Today’s event finds the company making a case for Galaxy Z Fold 3 as something beyond an experiment or a curiosity. The task will almost certainly be an uphill battle for the next few generations. Unlike the latest version of the Flip, which starts at a price reduced considerably from its predecessor, the new Fold drops the entry price $200, down to $1,800. Any price reduction is a step in the right direction — and something that should be increasingly feasible as the technology continues to scale. But even in the world of premium flagships, that will continue to be a tough pill to swallow.
However, the upgraded Fold truly brings to the table is a continued refinement to build materials that make the foldable screen a feasible option for day-to-day usage. This, of course, is precisely what hamstrung the original. Sure, the company did a lot of testing in controlled rooms. Still, once the product got out into the world (and into the hands of non-Samsung employees), durability problems began cropping up, resulting in displays that were unintentionally damaged in a variety of imaginative ways.
The Galaxy Z Fold features a more robust frame made of “Armor Aluminum,” new protective film for the foldable display, Gorilla Glass Victus on the front-facing screen, and an IPX8 rating — representing the first waterproof rating for the company’s foldable.

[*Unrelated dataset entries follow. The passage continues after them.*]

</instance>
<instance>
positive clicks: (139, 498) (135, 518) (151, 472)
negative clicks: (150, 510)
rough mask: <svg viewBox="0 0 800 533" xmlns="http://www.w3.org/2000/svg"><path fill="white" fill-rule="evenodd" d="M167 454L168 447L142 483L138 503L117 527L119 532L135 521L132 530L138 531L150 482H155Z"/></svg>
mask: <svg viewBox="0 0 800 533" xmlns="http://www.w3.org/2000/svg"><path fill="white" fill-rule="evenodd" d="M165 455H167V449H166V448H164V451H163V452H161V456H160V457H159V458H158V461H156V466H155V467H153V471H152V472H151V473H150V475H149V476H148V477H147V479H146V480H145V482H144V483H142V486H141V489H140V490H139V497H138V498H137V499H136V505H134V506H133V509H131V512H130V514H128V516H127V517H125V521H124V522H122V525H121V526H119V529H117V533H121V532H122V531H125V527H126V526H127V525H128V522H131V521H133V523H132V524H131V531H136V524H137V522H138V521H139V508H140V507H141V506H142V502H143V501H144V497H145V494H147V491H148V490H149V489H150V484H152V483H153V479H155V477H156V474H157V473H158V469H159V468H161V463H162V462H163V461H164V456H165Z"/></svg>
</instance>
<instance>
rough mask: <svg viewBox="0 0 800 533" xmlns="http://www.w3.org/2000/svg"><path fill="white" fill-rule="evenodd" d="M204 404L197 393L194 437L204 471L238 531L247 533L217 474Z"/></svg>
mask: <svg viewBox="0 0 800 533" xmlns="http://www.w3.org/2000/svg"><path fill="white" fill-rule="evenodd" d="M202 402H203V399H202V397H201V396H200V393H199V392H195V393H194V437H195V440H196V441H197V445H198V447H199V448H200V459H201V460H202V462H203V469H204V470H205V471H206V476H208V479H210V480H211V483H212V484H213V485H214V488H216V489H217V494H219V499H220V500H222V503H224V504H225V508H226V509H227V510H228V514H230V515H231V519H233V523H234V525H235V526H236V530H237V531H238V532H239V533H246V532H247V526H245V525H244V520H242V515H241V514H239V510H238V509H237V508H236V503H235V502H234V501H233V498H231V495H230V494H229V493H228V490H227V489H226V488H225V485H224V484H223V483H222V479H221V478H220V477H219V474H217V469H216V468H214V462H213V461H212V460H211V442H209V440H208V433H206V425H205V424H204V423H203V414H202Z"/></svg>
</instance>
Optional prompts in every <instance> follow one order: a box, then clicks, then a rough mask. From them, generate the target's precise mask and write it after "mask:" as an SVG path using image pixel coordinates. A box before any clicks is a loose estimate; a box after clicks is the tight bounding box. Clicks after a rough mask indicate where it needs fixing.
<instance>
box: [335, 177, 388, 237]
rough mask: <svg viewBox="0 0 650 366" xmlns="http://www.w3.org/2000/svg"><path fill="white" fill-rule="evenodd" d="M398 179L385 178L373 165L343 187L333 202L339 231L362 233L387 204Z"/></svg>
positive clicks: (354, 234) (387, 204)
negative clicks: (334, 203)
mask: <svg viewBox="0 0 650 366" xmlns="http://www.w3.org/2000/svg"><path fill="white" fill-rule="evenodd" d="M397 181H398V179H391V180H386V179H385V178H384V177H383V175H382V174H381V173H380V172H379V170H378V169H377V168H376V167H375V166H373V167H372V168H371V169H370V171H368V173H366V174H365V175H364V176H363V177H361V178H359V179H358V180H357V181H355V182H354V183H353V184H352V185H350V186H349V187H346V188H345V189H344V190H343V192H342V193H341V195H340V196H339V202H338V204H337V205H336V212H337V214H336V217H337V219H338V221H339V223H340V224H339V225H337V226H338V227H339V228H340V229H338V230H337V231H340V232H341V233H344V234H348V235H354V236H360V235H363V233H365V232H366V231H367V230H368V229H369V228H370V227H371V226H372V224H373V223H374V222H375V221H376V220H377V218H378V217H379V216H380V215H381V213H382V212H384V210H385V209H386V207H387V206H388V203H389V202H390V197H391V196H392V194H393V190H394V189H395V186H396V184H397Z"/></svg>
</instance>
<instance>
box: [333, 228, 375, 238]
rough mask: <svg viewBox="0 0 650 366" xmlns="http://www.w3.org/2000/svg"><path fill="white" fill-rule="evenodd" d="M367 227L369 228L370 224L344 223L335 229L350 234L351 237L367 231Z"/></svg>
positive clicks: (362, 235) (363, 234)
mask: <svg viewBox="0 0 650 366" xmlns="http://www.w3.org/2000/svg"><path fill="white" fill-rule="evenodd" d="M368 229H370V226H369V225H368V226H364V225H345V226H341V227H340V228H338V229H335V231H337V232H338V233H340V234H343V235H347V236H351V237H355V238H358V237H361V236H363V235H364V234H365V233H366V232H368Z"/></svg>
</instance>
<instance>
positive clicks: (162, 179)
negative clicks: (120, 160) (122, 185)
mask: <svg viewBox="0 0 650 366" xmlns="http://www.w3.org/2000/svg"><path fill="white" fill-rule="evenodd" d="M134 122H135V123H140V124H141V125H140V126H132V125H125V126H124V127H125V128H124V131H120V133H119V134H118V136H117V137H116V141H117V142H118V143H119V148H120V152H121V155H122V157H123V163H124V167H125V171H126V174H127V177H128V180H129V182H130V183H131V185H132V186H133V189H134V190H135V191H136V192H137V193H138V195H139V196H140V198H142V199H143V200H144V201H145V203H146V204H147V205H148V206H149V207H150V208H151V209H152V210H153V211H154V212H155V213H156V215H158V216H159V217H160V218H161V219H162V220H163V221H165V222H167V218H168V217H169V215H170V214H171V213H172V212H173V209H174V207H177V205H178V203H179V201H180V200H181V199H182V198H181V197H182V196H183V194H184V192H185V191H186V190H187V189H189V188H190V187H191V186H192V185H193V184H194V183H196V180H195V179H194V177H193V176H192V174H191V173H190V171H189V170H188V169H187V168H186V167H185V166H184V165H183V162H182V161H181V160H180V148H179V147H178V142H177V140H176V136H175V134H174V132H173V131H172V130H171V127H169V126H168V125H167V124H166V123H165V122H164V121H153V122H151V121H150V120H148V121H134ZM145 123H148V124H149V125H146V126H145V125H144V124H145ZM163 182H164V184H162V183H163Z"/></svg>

Waterproofing has, of course, become something of an industry standard, but obviously, things are complicated quickly when you add folding mechanisms into the equation.
In fact, that’s why the rating has an “X” stuck in the middle of it. It’s effectively protected from accidental dunks in water, but not dust and debris. This is due to the hinge mechanism created for earlier models that allows some particulate matter but sweeps it away with a built-in brush that moves as the device opens. That effectively protects it from getting behind the screen, where it could damage the phone with a finger press on the other side.
Of course, the stronger protective film is the thing. It’s what’s (hopefully) standing between you and damaging your phone’s most significant selling point with an overzealous finger press — or, for that matter, a stylus. The Fold, after all, is following in the footsteps of Samsung’s S series by blurring the line with the Note (which handily opted to sit this round out). In fact, Samsung went out of its way to create a special Fold Edition of the S-Pen specially designed to not damage the Fold display. It’s optional, of course, and as with the S21, there’s a slot for the stylus in the handset — that’s to be expected, given the relative fragility of the product. There will, of course, be a case with a built-in S-Pen holster.